Лебедев медленно наступал, и с каждым шагом душа Сыровяткина сжималась в мелкий пушистый комочек. Полицмейстер ясно, как прозрение, увидел, что ожидает его в ближайшие секунды. Не поможет ни шашка, ни револьвер. Городовые сунуться не посмеют. Его разорвут на клочки и каждый клочок зашвырнут подальше. Про его гибель от руки великого криминалиста в полиции будут слагать легенды, но Сыровяткин их не услышит. Пожалуй, Лебедева за его позорную смерть даже не осудят. Полицмейстеров много, а гений один. Ну, находился в состоянии аффекта, с кем не бывает. Еще супругу без пенсии оставят в назидание прочим, чтоб лучше воспитывали мужей.

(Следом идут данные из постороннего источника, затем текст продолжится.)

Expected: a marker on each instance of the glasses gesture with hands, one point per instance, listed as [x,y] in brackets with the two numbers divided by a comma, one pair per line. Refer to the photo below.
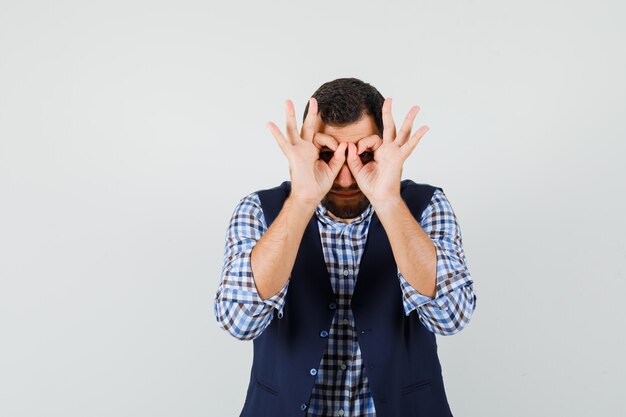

Дальше отступать было некуда. Сыровяткин уперся в край собственного стола. Недурно было бы вообще залезть под него. Но ведь и оттуда вытащат. Лебедев подступил так близко, чтобы одним движением схватить за грудки и уже не выпустить, пока душу не вытрясет.
— Что… вы… с ним… сделали?
Каждое слово звучало ударом молота.
Сыровяткин облизнулся.
— Помилуйте… Ап… Ап… Грич… Господин Лебедев… Да я места себе не нахожу… Уже везде ищем… — лепетал он. — Городовых отправил…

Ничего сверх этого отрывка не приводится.